# Resources > Education Center >  >  Knowledge Base?

## Kaniaz

Just an idea I had floating around, but I think I'll post it - this forum seems to of had a burst of life, then died off very fast. Anyway, the idea I had was a sort of googlesque system - a knowledge base. If you've ever seen them, it's basically a database of questions, with anwsers. It's actually quite useful. e.g:

*Knowledge Base Question #1*

*Q:* What makes a dream a lucid dream?
*A:* A dream is classified as a Lucid Dream when you are aware you are dreaming. Control is not required.

*Keywords/Phrases:* what is a lucid dream

If a person had that kind of question, they could search for:

*what is a lucid dream* (or *lucid dream*, etc).

And that could come up.

Anyway, it would be alot of work for icedawg, obviously, but I'm sure there is an open source knowledge base software out there. An upside would be you could easily build up a nice FAQ-like system.

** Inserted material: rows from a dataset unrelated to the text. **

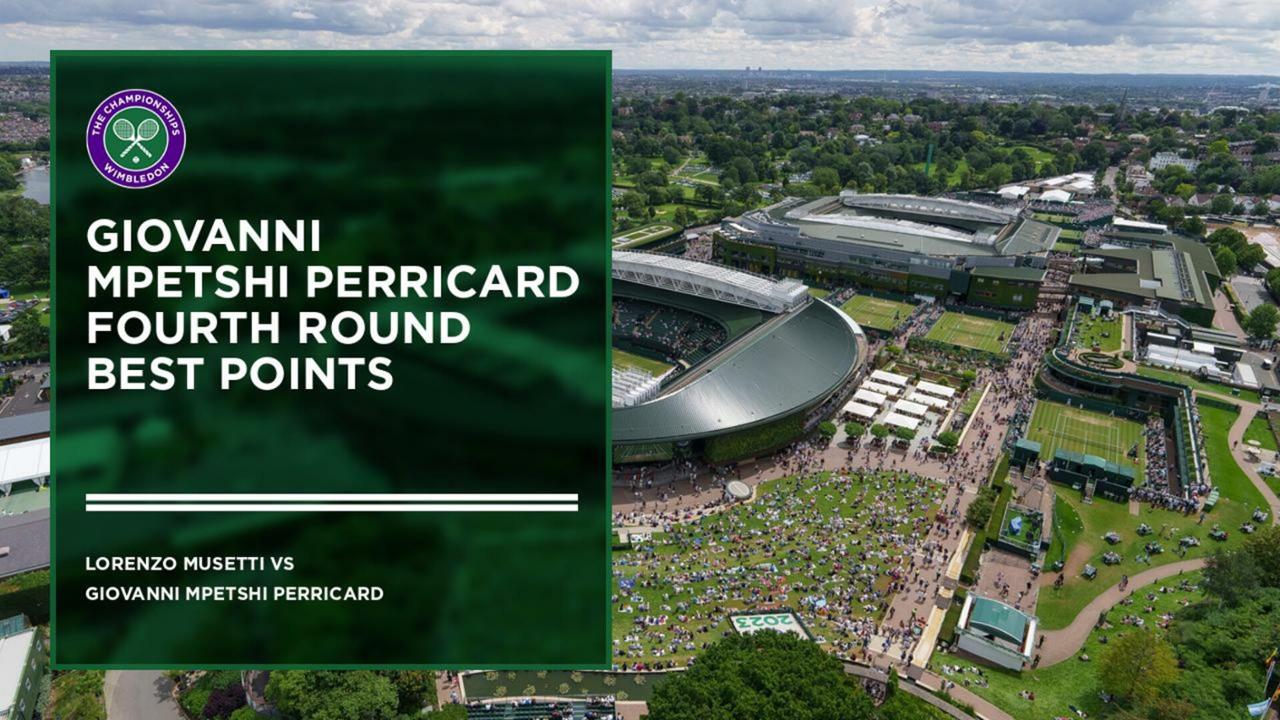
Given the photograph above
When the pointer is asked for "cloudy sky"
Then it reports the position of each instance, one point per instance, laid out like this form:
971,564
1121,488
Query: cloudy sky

Probably a system with alot of flaws, but I thought I'd post it anyway.

----------


## Demerzel

[EXAMPLE]

Good idea.

----------


## Demerzel

Lo. If it's OK with icedawg, I'd be happy to code this for the forum. I'm looking for something to do  :tongue2:

----------


## lord soth

lol, good idea. 

kanaiz, that limecat avatar is awesome!

----------